Dans un jardin d'arbres et de haies ; Dans le coin le plus retiré des allées venues, Existait un banc de pierre moussue Aux pieds rongés par les herbes et les ronces. Dans l'enclave verte des arbres, Juste à coté du vieux bancs Existait aussi un rocher plat Où j'aimais à venir m'allonger. Et je venais souvent me recueillir, Parmi l'esprit odorant des arbres du parc, Lorsque ma mère promenait mon jeune frère Dans les allées blanches du beau jardin.
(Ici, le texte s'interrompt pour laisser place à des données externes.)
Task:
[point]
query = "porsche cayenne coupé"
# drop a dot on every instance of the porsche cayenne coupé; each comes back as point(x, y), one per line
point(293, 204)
Un jour ou j'étais seul dans l'endroit, Je vis tout à coup, assis sur le banc, Un enfant que je n'avais pas vu venir. Il était frais et beau, semblable à un ange. Il ne bougeait ni ne me voyait. Ses yeux bleus Etaient fixés sur le sentier conduisant à notre refuge. Une silhouette s'avançait dans la lumière blanche du soleil Elle déboucha dans l'ombre fraîche des branches Et s'assit sur le banc où l'enfant n'était plus. Des larmes coulaient de ses yeux d'adolescents, Elles roulaient sur sa joue ronde Jusqu'à sa moustache d'homme mûr Qui venait de naître. Les petites gouttes salées continuaient ensuite Leurs routes jusqu'au bout du menton pointu D'où elles tombaient sur une main bien faîte. La paume ouverte recevait ce nectar des yeux Cependant que celui-ci se raréfiait. Une barbe de plus en plus longue Ralentissait le flot des larmes Que recueillait à présent une main De vieillard aux veines saillantes et bleues. D'épais sourcils et de profondes rides Entouraient maintenant les yeux du vieux visage Où brillait le même feu, aussi jeune et aussi pur, Qui scintillait dans ceux de l'enfant. Sans doute un même esprit les allumaient. Bientôt ceux-ci s'éteignirent Et il ne resta plus qu'un cadavre sur le banc. Il se décomposa rapidement, Et le vent dispersa la poussière De ce qui fut l'enfant.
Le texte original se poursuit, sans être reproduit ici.